Aunt Gladys had died at eighty-six in a nursing home, leaving the house furnished. Though much of it was old and worn, they had kept the better pieces to kit out some of the bedrooms. The downstairs rooms, apart from the kitchen and one turned into a communal lounge, were given over to the needs of their practice. As well as the office, there was a large laboratory and a workroom each for Angela and himself, together with a toilet at the end of the corridor that led back from the central hall. A preparation room and wash-up for apparatus occupied the former scullery and what had been a huge pantry was now to be a storeroom.

As they finished their drinks, there was a throaty roar from outside as a motorcycle climbed the steep drive from the main road below and swung around the back of the house to the yard behind. Here there was a coach-house with space for two cars underneath a large loft that Angela had her eye on for an extension to the laboratory. With a final noisy revving, the engine of the Royal Enfield died and moments later the rider and his passenger marched into the office.

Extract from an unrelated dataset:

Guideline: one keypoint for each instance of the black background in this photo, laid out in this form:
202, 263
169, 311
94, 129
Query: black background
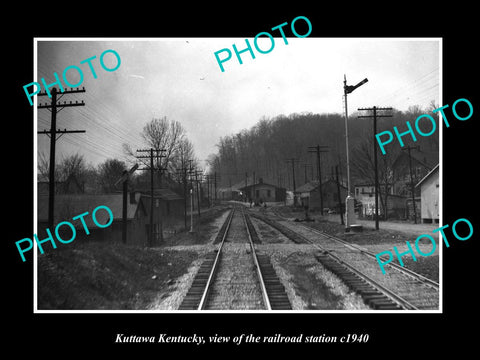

‘Jimmy saw me at the bus stop and gave me a lift,’ announced their sole professional employee. Sian Lloyd was a lively, ebullient blonde of twenty-four, small and shapely, with a snub nose and blue eyes. Not a girl to be pushed around, she gazed out at the world defiantly, speaking her mind on anything that concerned her – and some things that did not. Sian came from a working-class family, her father a welder in a local engineering works, a shop steward and fervent socialist, some of which had rubbed off on his daughter. She was fully qualified, having passed all the examinations giving her Fellowship of the Institute of Medical Laboratory Technology, and she had already started on an external degree in biochemistry.